Vigotski superou tanto o subjetivismo quanto o sociologismo pela operacionalização do

método de Marx e não na sua aplicação direta. Pasqualini e Martins (2015) destacam que

Vigotski procurou captar a essencialidade dos fenômenos psicológicos como unidade dinâmica

entre indivíduo e sociedade em sua processualidade. De acordo com as autoras, um dos

princípios imprescindíveis para compreender a epistemologia materialista histórico-dialética

utilizada pelo psicólogo soviético é a dialética entre singular-particular-universal. Tal categoria

remete ao filósofo marxista húngaro Georgy Lukács. Essa categoria serve para pensar os

fenômenos em sua processualidade, para além da aparência imediata em direção à

essencialidade concreta. Na palavra das autoras:

Para que se possa apreender o indivíduo em sua concretude, como base para a atuação

profissional do psicólogo, é preciso enxergar para além da singularidade imediata,

captando as determinações particulares e universais que condicionam a condição

particular do indivíduo, analisando como sua singularidade se constrói na relação com

sua genericidade.

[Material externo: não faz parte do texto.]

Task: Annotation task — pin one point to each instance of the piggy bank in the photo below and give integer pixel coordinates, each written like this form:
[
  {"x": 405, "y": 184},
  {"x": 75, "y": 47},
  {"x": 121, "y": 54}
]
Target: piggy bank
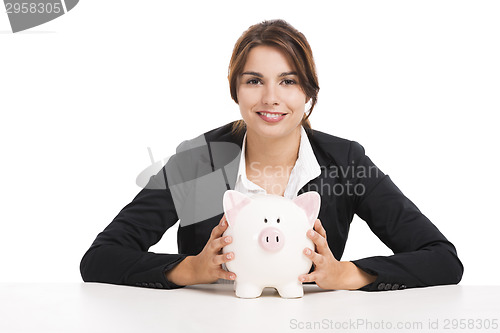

Isso é condição para uma atuação profissional crítica que tenha

como horizonte a humanização do homem. (PASQUALINI; MARTINS, 2015, p.

369).

Nagel (2015) destaca que o método marxista não pode ser pensado como uma sequência

lógica de regras e leis da dialética ou da história. Diferentemente da perspectiva pós-moderna,

que diz que o conhecimento é um produto individual e que não haveria formas de se conhecer

a realidade para transformá-la, a autora destaca que o método materialista histórico está

intimamente conectado às práticas sociais, ao seu fundamento, o trabalho. Portanto, antes de

aplicar certas regras epistemológicas, devemos primeiro nos perguntar o que a realidade é para

essa epistemologia. Para Marx, não existiria uma essência humana a-histórica, isto é, sua

essência seria totalmente relacionada com as relações sociais. A transformação da natureza pelo

homem ocorreu de forma livre e, nesse sentido, fez gerar novas necessidades, faculdades e

capacidades. Ao sanar as necessidades básicas de sobrevivência o homem pode gerar

necessidades abstratas, que são aquelas advindas da linguagem e das relações sociais entre os

seres humanos, que geraram a cultura. Nesse sentido, segundo a autora, o conhecimento para

Marx não desloca da sua reprodução social, e todo pensamento está conectado às práticas

humanas, que são essencialmente contraditórias e nunca individuais.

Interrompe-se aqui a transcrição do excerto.